On inauguration eve 1991, in Rhode Island, the departing governor, Edward DiPrete, had a morsel of news for the incoming governor, Bruce Sundlun.
A case of embezzlement at a mobbed-up bank in Providence had led to the collapse of the dubious private agency that insured the state’s credit unions. So the next morning, after taking the oath of office, Sundlun was obliged to close the affected credit unions (and a handful of banks), since state law requires financial institutions to have insurance. Overnight, some 300,000 people — in a state with a population of 1 million — lost access to their money.
Needless to say, this was a big deal in Rhode Island — and big enough that it attracted the attention of national publications. At the time, I was editorial page editor of The Providence Journal, and took a parochial interest in outside coverage of the ongoing story.
One evening, I tuned in to the NBC Nightly News and was greeted with the image of correspondent Brian Ross, standing somewhere in Providence with the State House dome in the background. As I recounted shortly thereafter to a producer at NBC News in New York, in two or three minutes, Ross had managed to get every single fact and statistic about the banking crisis — including who was to blame and who was not — wrong.
I had called NBC as a matter of professional courtesy. I suspected that Ross, in the parlance of broadcast journalism, had parachuted into Providence for the day and read a story thrown together by some underpaid staffer in Manhattan. The next time NBC News evinced any interest in the story, I suggested, I’d be happy to furnish some background information or put NBC in touch with the resident experts.
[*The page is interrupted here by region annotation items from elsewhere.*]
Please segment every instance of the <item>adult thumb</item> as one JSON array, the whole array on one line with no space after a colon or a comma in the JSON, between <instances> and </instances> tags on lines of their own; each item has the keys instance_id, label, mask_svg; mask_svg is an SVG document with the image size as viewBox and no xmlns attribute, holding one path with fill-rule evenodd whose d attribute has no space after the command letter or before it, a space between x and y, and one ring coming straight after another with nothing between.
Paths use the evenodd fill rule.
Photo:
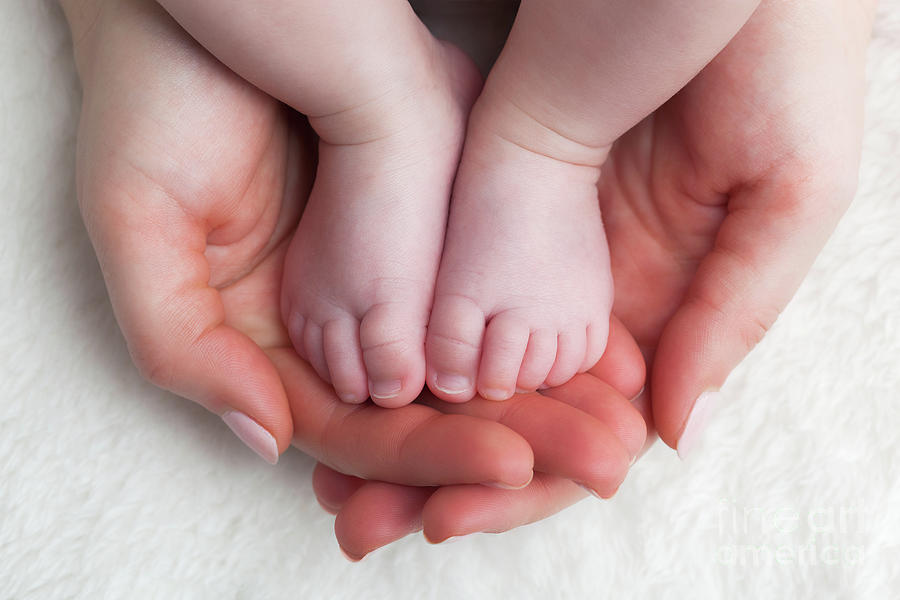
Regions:
<instances>
[{"instance_id":1,"label":"adult thumb","mask_svg":"<svg viewBox=\"0 0 900 600\"><path fill-rule=\"evenodd\" d=\"M660 336L649 379L653 417L682 458L729 373L797 291L856 185L855 177L785 175L731 196L712 250Z\"/></svg>"}]
</instances>

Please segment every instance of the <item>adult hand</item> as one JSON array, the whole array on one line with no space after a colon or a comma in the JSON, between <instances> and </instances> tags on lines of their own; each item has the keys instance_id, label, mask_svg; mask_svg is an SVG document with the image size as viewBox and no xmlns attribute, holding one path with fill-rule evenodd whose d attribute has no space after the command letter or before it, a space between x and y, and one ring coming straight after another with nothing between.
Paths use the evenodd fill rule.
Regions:
<instances>
[{"instance_id":1,"label":"adult hand","mask_svg":"<svg viewBox=\"0 0 900 600\"><path fill-rule=\"evenodd\" d=\"M293 441L371 479L517 487L537 467L613 493L645 436L624 399L523 396L488 418L341 403L297 358L278 305L312 180L308 130L154 2L65 6L84 83L81 208L148 379L223 415L270 462ZM642 380L632 358L625 375Z\"/></svg>"},{"instance_id":2,"label":"adult hand","mask_svg":"<svg viewBox=\"0 0 900 600\"><path fill-rule=\"evenodd\" d=\"M761 339L850 202L873 12L872 1L763 2L604 167L614 312L651 361L639 408L652 424L652 403L660 436L682 454L714 396L689 419L695 399ZM448 522L429 518L439 511L427 491L324 467L315 477L320 502L338 515L339 542L356 557L422 527L435 540L504 531L573 501L564 486L536 482L485 492L490 501L458 507Z\"/></svg>"},{"instance_id":3,"label":"adult hand","mask_svg":"<svg viewBox=\"0 0 900 600\"><path fill-rule=\"evenodd\" d=\"M852 200L874 5L763 2L605 165L614 312L682 456Z\"/></svg>"}]
</instances>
The producer, to her credit, was polite. But since the angry demonstrations and citizen sob stories had largely abated, she didn’t think a follow-up report was likely to happen. Neither did I.
I was reminded of this last week when Brian Ross was suspended for four weeks without pay by his current employer, ABC News, for (falsely) reporting that Gen. Michael Flynn was prepared to testify that Donald Trump had instructed Flynn to contact the Russians during the 2016 campaign. The president, in his characteristic way, commented on Twitter — “More Networks and ‘papers’ should do the same with their Fake News!” he exclaimed — but the episode revealed that my experience with ABC’s chief investigative reporter was scarcely unique.
George W. Bush’s onetime press secretary Ari Fleischer recollected that Ross had once (falsely) reported, in defiance of White House entreaties, that Saddam Hussein was behind the series of post-9/11 anthrax attacks in America. Others recalled that, in 2012, Ross had (falsely) accused a Tea Party activist in Colorado of being the gunman in that year’s mass shooting in an Aurora movie theater. And the list goes on.
Under such circumstances, the tendency of news organizations is to express a kind of ritual regret and then circle the professional wagons. In The New York Times' story about Ross's suspension, the director of the Center for Journalism Ethics at the University of Wisconsin lamented that “this error plays right into the hands of people who callously try to say that news media all just lie.” It “would give fresh ammunition to ... conservatives who have attacked the credibility of news organizations, especially those that have reported negatively on the [Trump] administration.”
The truth is that, in this instance as in innumerable others, “people who callously try to say that news media all just lie” have a valid, if exaggerated, point.
My experience with Ross occurred a quarter-century ago, and despite the Emmys and Peabody Awards and the bronze medallion of the Society of Professional Journalists (Sigma Delta Chi), he seems to have established a pattern of chronic, even compulsive, malpractice. And yet he has proceeded from strength to strength at ABC while academic guardians of “journalism ethics” warn against “callous,” but valid, suspicions.